- Developer: Singapore-MIT Gambit Game Lab
- Publisher: Singapore-MIT Gambit Game Lab
- Producer: Andre Ng Yu Choon
- Programmers: Chong Zi Yi, Naomi Hinchen
- Artists: Nor Azman Rohman, Young Jin Chung, Frendy Wijaya
- Engine: Unity
- Platforms: Windows, Mac
- Release: 2011
- Genres: Action, Experimental narrative
- Mode: Single-player

= The Snowfield =

2011 experimental video game

The Snowfield is a 2011 action and experimental narrative video game, developed as a student project by the Singapore-MIT Gambit Game Lab, and set in World War I. The game is set on the aftermath of a great battle, with the player controlling a weakened soldier in the middle of a storm.

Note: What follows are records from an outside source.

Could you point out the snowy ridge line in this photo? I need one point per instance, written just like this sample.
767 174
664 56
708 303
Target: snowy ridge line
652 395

According to the developers, the game's development was an attempt to make a simulation-based narrative game without the need for massive, complex AI and massive content generation. Instead, the developers created several segments of gameplay — characters, objects etc. — and fine-tuned them based on how initial testers interacted with them.

== Reception ==
Adam Smith, writing for Rock, Paper, Shotgun, praised the game's narrative and design uniqueness, as well as its well-worked aesthetics. The game was a finalist at the 17th Annual Independent Games Festival, hosted in 2012, in the Student category.